It would be more helpful to have a simple reproduction case.
Why haven't you tried a newer version from branch-2.5?
On Tue, Jan 17, 2017 at 07:59:05AM -0800, Vidyasagara Guntaka wrote:
> Hi Ben,
>
> Here i is more debug information related to this incident (still using
> version 2.5.0):
>
> Summary :
>
> We think that there is some race condition involved in processing OF
> Controller connections and Packet miss processing in ovs-vswitchd.
>
> Reasoning :
>
> Please consider the following GDB Debug Session:
>
> Breakpoint 1, ofconn_set_protocol (ofconn=0x16d5810,
> protocol=OFPUTIL_P_OF10_STD) at ofproto/connmgr.c:999
> (gdb) f 2
> #2 0x000000000045f586 in connmgr_wants_packet_in_on_miss (mgr=0x16a6de0) at
> ofproto/connmgr.c:1613
> 1613 enum ofputil_protocol protocol = ofconn_get_protocol(ofconn);
> (gdb) p *ofconn
> $2 = {node = {prev = 0x16a6e18, next = 0x16a6e18}, hmap_node = {hash = 0,
> next = 0x0}, connmgr = 0x16a6de0, rconn = 0x16edb50, type = OFCONN_SERVICE,
> band = OFPROTO_IN_BAND, enable_async_msgs = true,
> role = OFPCR12_ROLE_EQUAL, protocol = OFPUTIL_P_OF10_STD_TID,
> packet_in_format = NXPIF_OPENFLOW10, packet_in_counter = 0x167a170,
> schedulers = {0x0, 0x0}, pktbuf = 0x0, miss_send_len = 0,
> controller_id = 0, reply_counter = 0x1673190, master_async_config = {3, 7,
> 7, 0, 0, 0}, slave_async_config = {0, 7, 0, 0, 0, 0}, n_add = 0, n_delete =
> 0, n_modify = 0,
> first_op = -9223372036854775808, last_op = -9223372036854775808,
> next_op_report = 9223372036854775807, op_backoff = -9223372036854775808,
> monitors = {buckets = 0x16d58f0, one = 0x0, mask = 0,
> n = 0}, monitor_paused = 0, monitor_counter = 0x16759f0, updates = {prev
> = 0x16d5918, next = 0x16d5918}, sent_abbrev_update = false, bundles =
> {buckets = 0x16d5938, one = 0x0, mask = 0, n = 0}}
> (gdb) bt
> #0 ofconn_set_protocol (ofconn=0x16d5810, protocol=OFPUTIL_P_OF10_STD) at
> ofproto/connmgr.c:999
> #1 0x000000000045e194 in ofconn_get_protocol (ofconn=0x16d5810) at
> ofproto/connmgr.c:982
> #2 0x000000000045f586 in connmgr_wants_packet_in_on_miss (mgr=0x16a6de0) at
> ofproto/connmgr.c:1613
> #3 0x0000000000435261 in rule_dpif_lookup_from_table (ofproto=0x16a6880,
> version=323, flow=0x7f2ace7f86e8, wc=0x7f2ace7f84b0, stats=0x0,
> table_id=0x7f2ace7f7eda "", in_port=28, may_packet_in=true,
> honor_table_miss=true) at ofproto/ofproto-dpif.c:3973
> #4 0x0000000000457ecf in xlate_actions (xin=0x7f2ace7f86e0,
> xout=0x7f2ace7f8010) at ofproto/ofproto-dpif-xlate.c:5188
> #5 0x00000000004481b1 in revalidate_ukey (udpif=0x16a7300,
> ukey=0x7f2ab80060e0, stats=0x7f2ace7f94e0, odp_actions=0x7f2ace7f8a40,
> reval_seq=585728, recircs=0x7f2ace7f8a30)

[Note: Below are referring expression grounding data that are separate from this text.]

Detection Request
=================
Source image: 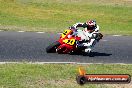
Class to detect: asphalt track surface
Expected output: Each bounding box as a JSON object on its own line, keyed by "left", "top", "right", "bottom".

{"left": 0, "top": 31, "right": 132, "bottom": 63}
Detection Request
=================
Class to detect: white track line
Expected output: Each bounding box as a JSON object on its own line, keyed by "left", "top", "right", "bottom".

{"left": 36, "top": 32, "right": 45, "bottom": 33}
{"left": 18, "top": 31, "right": 25, "bottom": 32}
{"left": 9, "top": 31, "right": 125, "bottom": 37}
{"left": 113, "top": 35, "right": 122, "bottom": 36}
{"left": 0, "top": 62, "right": 130, "bottom": 65}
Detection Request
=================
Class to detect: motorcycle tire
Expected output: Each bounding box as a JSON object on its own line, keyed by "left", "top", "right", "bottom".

{"left": 46, "top": 41, "right": 60, "bottom": 53}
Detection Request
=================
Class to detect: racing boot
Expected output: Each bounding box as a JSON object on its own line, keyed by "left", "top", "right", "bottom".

{"left": 83, "top": 48, "right": 92, "bottom": 56}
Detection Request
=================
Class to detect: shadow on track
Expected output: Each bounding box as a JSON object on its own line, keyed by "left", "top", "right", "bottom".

{"left": 70, "top": 52, "right": 112, "bottom": 57}
{"left": 89, "top": 52, "right": 112, "bottom": 57}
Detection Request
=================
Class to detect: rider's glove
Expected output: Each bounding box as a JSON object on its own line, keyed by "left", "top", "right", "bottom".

{"left": 94, "top": 33, "right": 103, "bottom": 41}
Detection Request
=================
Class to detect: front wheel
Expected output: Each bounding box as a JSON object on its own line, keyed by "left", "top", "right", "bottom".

{"left": 46, "top": 41, "right": 60, "bottom": 53}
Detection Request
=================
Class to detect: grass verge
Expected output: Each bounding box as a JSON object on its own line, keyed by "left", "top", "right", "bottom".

{"left": 0, "top": 63, "right": 132, "bottom": 88}
{"left": 0, "top": 0, "right": 132, "bottom": 35}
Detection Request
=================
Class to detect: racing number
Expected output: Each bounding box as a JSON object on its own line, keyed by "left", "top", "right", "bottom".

{"left": 63, "top": 39, "right": 75, "bottom": 45}
{"left": 63, "top": 30, "right": 67, "bottom": 35}
{"left": 61, "top": 30, "right": 71, "bottom": 38}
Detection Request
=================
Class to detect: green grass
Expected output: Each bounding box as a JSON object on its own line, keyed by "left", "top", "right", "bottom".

{"left": 0, "top": 0, "right": 132, "bottom": 35}
{"left": 0, "top": 63, "right": 132, "bottom": 88}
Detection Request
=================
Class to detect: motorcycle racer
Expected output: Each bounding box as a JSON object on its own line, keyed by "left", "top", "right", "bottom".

{"left": 70, "top": 20, "right": 103, "bottom": 55}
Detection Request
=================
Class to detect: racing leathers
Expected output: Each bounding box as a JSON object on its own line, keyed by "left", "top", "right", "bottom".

{"left": 70, "top": 22, "right": 102, "bottom": 54}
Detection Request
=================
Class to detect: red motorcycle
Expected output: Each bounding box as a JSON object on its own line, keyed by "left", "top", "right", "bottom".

{"left": 46, "top": 29, "right": 81, "bottom": 54}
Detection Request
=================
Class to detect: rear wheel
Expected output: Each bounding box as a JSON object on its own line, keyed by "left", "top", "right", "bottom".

{"left": 46, "top": 41, "right": 60, "bottom": 53}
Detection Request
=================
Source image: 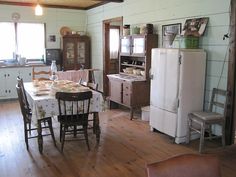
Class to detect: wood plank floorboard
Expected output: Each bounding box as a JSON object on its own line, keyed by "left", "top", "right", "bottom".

{"left": 0, "top": 100, "right": 236, "bottom": 177}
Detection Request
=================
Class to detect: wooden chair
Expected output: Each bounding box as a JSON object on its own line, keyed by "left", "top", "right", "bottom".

{"left": 56, "top": 91, "right": 92, "bottom": 152}
{"left": 146, "top": 154, "right": 221, "bottom": 177}
{"left": 79, "top": 79, "right": 98, "bottom": 91}
{"left": 16, "top": 82, "right": 56, "bottom": 152}
{"left": 186, "top": 88, "right": 228, "bottom": 153}
{"left": 32, "top": 67, "right": 51, "bottom": 80}
{"left": 79, "top": 79, "right": 100, "bottom": 134}
{"left": 17, "top": 76, "right": 31, "bottom": 115}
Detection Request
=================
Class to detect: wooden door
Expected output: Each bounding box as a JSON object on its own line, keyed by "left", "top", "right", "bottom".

{"left": 103, "top": 17, "right": 123, "bottom": 97}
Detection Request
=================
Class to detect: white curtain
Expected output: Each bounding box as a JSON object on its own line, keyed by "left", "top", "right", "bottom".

{"left": 109, "top": 28, "right": 119, "bottom": 59}
{"left": 17, "top": 23, "right": 45, "bottom": 60}
{"left": 0, "top": 22, "right": 15, "bottom": 60}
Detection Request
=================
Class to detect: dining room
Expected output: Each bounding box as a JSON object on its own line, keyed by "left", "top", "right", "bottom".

{"left": 0, "top": 0, "right": 236, "bottom": 177}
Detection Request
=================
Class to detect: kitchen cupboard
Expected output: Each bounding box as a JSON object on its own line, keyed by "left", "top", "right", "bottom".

{"left": 119, "top": 34, "right": 158, "bottom": 80}
{"left": 62, "top": 34, "right": 90, "bottom": 70}
{"left": 108, "top": 34, "right": 158, "bottom": 119}
{"left": 0, "top": 67, "right": 32, "bottom": 99}
{"left": 108, "top": 74, "right": 150, "bottom": 119}
{"left": 0, "top": 66, "right": 49, "bottom": 100}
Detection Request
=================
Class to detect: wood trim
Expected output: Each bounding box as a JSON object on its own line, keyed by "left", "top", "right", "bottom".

{"left": 0, "top": 1, "right": 86, "bottom": 10}
{"left": 102, "top": 17, "right": 123, "bottom": 97}
{"left": 103, "top": 22, "right": 110, "bottom": 97}
{"left": 0, "top": 0, "right": 123, "bottom": 10}
{"left": 93, "top": 0, "right": 123, "bottom": 2}
{"left": 226, "top": 0, "right": 236, "bottom": 145}
{"left": 103, "top": 17, "right": 123, "bottom": 23}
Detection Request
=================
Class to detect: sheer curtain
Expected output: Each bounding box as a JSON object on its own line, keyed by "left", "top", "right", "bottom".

{"left": 109, "top": 28, "right": 120, "bottom": 59}
{"left": 17, "top": 23, "right": 45, "bottom": 60}
{"left": 0, "top": 23, "right": 15, "bottom": 60}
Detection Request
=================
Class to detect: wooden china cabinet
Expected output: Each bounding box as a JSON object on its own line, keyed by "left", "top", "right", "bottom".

{"left": 108, "top": 34, "right": 158, "bottom": 120}
{"left": 62, "top": 34, "right": 90, "bottom": 70}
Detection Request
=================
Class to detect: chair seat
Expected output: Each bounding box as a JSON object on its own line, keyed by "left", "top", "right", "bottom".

{"left": 186, "top": 88, "right": 227, "bottom": 153}
{"left": 191, "top": 111, "right": 223, "bottom": 121}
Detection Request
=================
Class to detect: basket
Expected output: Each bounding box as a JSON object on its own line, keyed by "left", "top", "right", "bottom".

{"left": 180, "top": 36, "right": 199, "bottom": 49}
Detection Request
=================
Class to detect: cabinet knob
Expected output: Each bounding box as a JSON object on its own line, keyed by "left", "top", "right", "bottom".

{"left": 9, "top": 90, "right": 11, "bottom": 93}
{"left": 5, "top": 90, "right": 7, "bottom": 93}
{"left": 8, "top": 74, "right": 10, "bottom": 77}
{"left": 4, "top": 74, "right": 6, "bottom": 77}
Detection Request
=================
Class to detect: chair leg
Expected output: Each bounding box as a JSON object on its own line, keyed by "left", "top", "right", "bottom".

{"left": 28, "top": 121, "right": 32, "bottom": 135}
{"left": 93, "top": 113, "right": 96, "bottom": 134}
{"left": 60, "top": 124, "right": 62, "bottom": 142}
{"left": 37, "top": 120, "right": 43, "bottom": 154}
{"left": 199, "top": 122, "right": 205, "bottom": 153}
{"left": 61, "top": 125, "right": 66, "bottom": 153}
{"left": 209, "top": 125, "right": 212, "bottom": 140}
{"left": 221, "top": 121, "right": 226, "bottom": 147}
{"left": 84, "top": 125, "right": 90, "bottom": 151}
{"left": 73, "top": 125, "right": 77, "bottom": 137}
{"left": 24, "top": 123, "right": 29, "bottom": 150}
{"left": 186, "top": 115, "right": 191, "bottom": 144}
{"left": 48, "top": 118, "right": 56, "bottom": 146}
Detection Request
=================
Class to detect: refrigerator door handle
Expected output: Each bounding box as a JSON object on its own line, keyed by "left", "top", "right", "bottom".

{"left": 149, "top": 68, "right": 153, "bottom": 79}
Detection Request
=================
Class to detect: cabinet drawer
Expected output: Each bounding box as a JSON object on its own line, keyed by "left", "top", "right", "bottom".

{"left": 123, "top": 82, "right": 131, "bottom": 93}
{"left": 123, "top": 92, "right": 131, "bottom": 106}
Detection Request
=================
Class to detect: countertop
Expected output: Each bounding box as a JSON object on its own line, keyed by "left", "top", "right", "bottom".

{"left": 107, "top": 74, "right": 146, "bottom": 82}
{"left": 0, "top": 62, "right": 47, "bottom": 68}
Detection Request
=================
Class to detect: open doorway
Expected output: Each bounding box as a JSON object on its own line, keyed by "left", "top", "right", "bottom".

{"left": 102, "top": 17, "right": 123, "bottom": 97}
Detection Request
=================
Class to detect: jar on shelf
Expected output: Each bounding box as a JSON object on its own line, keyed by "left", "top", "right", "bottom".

{"left": 123, "top": 25, "right": 130, "bottom": 36}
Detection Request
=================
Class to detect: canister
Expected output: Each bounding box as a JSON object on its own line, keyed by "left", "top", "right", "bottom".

{"left": 123, "top": 25, "right": 130, "bottom": 36}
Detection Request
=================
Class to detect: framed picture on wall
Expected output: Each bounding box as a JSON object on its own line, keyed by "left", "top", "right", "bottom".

{"left": 162, "top": 23, "right": 182, "bottom": 37}
{"left": 162, "top": 23, "right": 181, "bottom": 47}
{"left": 181, "top": 17, "right": 209, "bottom": 37}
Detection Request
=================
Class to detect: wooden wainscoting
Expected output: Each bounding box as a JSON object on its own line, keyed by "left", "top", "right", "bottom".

{"left": 0, "top": 100, "right": 236, "bottom": 177}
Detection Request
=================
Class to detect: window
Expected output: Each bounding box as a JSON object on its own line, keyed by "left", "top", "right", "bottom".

{"left": 109, "top": 27, "right": 120, "bottom": 59}
{"left": 0, "top": 23, "right": 15, "bottom": 60}
{"left": 0, "top": 22, "right": 45, "bottom": 62}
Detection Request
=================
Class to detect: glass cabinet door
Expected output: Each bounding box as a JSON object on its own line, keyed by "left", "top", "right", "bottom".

{"left": 132, "top": 37, "right": 145, "bottom": 55}
{"left": 120, "top": 37, "right": 131, "bottom": 55}
{"left": 65, "top": 42, "right": 75, "bottom": 65}
{"left": 77, "top": 41, "right": 85, "bottom": 67}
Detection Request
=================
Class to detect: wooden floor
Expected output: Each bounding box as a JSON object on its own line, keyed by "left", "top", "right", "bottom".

{"left": 0, "top": 100, "right": 236, "bottom": 177}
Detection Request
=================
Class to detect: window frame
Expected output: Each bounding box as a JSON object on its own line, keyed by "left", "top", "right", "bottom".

{"left": 0, "top": 22, "right": 46, "bottom": 62}
{"left": 109, "top": 25, "right": 120, "bottom": 60}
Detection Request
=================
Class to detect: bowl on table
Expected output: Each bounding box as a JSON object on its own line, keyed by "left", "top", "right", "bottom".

{"left": 133, "top": 69, "right": 141, "bottom": 75}
{"left": 140, "top": 71, "right": 145, "bottom": 76}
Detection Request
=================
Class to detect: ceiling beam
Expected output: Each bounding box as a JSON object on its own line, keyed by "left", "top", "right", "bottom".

{"left": 0, "top": 1, "right": 86, "bottom": 10}
{"left": 93, "top": 0, "right": 123, "bottom": 2}
{"left": 0, "top": 0, "right": 124, "bottom": 10}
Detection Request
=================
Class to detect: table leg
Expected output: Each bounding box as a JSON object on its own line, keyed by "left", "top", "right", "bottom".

{"left": 94, "top": 112, "right": 100, "bottom": 145}
{"left": 37, "top": 120, "right": 43, "bottom": 154}
{"left": 130, "top": 108, "right": 133, "bottom": 120}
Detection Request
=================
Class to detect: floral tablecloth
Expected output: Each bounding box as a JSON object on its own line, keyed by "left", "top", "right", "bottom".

{"left": 24, "top": 80, "right": 104, "bottom": 124}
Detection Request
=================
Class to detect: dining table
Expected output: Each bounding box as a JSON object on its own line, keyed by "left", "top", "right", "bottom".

{"left": 24, "top": 79, "right": 104, "bottom": 153}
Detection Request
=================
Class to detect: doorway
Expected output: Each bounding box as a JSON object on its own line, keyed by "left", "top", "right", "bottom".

{"left": 102, "top": 17, "right": 123, "bottom": 97}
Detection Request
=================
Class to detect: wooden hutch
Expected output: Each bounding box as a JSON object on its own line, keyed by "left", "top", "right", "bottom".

{"left": 62, "top": 34, "right": 90, "bottom": 71}
{"left": 108, "top": 34, "right": 158, "bottom": 119}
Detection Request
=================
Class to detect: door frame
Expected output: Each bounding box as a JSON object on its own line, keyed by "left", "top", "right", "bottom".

{"left": 102, "top": 16, "right": 123, "bottom": 97}
{"left": 226, "top": 0, "right": 236, "bottom": 145}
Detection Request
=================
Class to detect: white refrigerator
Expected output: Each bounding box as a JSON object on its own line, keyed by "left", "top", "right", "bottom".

{"left": 149, "top": 48, "right": 206, "bottom": 144}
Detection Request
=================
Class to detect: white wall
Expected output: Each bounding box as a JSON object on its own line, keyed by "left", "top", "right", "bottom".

{"left": 0, "top": 4, "right": 86, "bottom": 49}
{"left": 86, "top": 0, "right": 231, "bottom": 108}
{"left": 0, "top": 1, "right": 231, "bottom": 107}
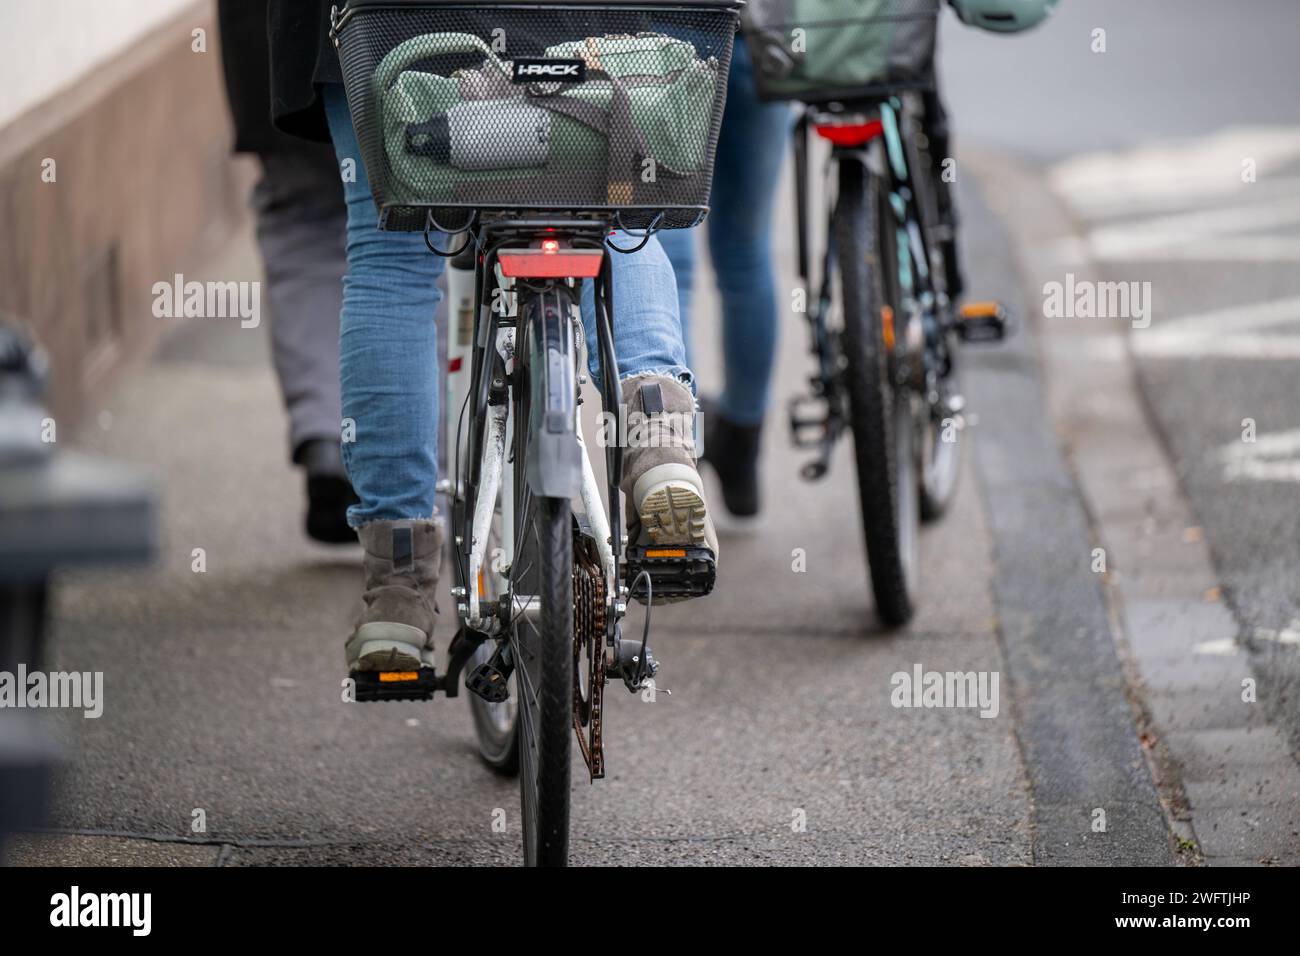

> at ofproto/ofproto-dpif-upcall.c:1866
> #6 0x0000000000448fb2 in revalidate (revalidator=0x1691990) at
> ofproto/ofproto-dpif-upcall.c:2186
> #7 0x000000000044593e in udpif_revalidator (arg=0x1691990) at
> ofproto/ofproto-dpif-upcall.c:862
> #8 0x000000000050b93d in ovsthread_wrapper (aux_=0x16f4560) at
> lib/ovs-thread.c:340
> #9 0x00007f2ad75c2184 in start_thread () from
> /lib/x86_64-linux-gnu/libpthread.so.0
> #10 0x00007f2ad6de137d in clone () from /lib/x86_64-linux-gnu/libc.so.6
> (gdb) f 1
> #1 0x000000000045e194 in ofconn_get_protocol (ofconn=0x16d5810) at
> ofproto/connmgr.c:982
> 982 ofconn_set_protocol(CONST_CAST(struct ofconn *, ofconn),
> (gdb) l
> 977 {
> 978 if (ofconn->protocol == OFPUTIL_P_NONE &&
> 979 rconn_is_connected(ofconn->rconn)) {
> 980 int version = rconn_get_version(ofconn->rconn);
> 981 if (version > 0) {
> 982 ofconn_set_protocol(CONST_CAST(struct ofconn *, ofconn),
> 983
> ofputil_protocol_from_ofp_version(version));
> 984 }
> 985 }
> 986
> (gdb) p *ofconn
> $3 = {node = {prev = 0x16a6e18, next = 0x16a6e18}, hmap_node = {hash = 0,
> next = 0x0}, connmgr = 0x16a6de0, rconn = 0x16edb50, type = OFCONN_SERVICE,
> band = OFPROTO_IN_BAND, enable_async_msgs = true,
> role = OFPCR12_ROLE_EQUAL, protocol = OFPUTIL_P_OF10_STD_TID,
> packet_in_format = NXPIF_OPENFLOW10, packet_in_counter = 0x167a170,
> schedulers = {0x0, 0x0}, pktbuf = 0x0, miss_send_len = 0,
> controller_id = 0, reply_counter = 0x1673190, master_async_config = {3, 7,
> 7, 0, 0, 0}, slave_async_config = {0, 7, 0, 0, 0, 0}, n_add = 0, n_delete =
> 0, n_modify = 0,
> first_op = -9223372036854775808, last_op = -9223372036854775808,
> next_op_report = 9223372036854775807, op_backoff = -9223372036854775808,
> monitors = {buckets = 0x16d58f0, one = 0x0, mask = 0,
> n = 0}, monitor_paused = 0, monitor_counter = 0x16759f0, updates = {prev
> = 0x16d5918, next = 0x16d5918}, sent_abbrev_update = false, bundles =
> {buckets = 0x16d5938, one = 0x0, mask = 0, n = 0}}
> (gdb) p ofconn
> $4 = (const struct ofconn *) 0x16d5810
> (gdb) c
> Continuing.
> [Thread 0x7f2ad79f5980 (LWP 20165) exited]
>
> From the above GDB Session, ovs-vswitchd is in the middle of processing a
> packet miss that was read from the data path.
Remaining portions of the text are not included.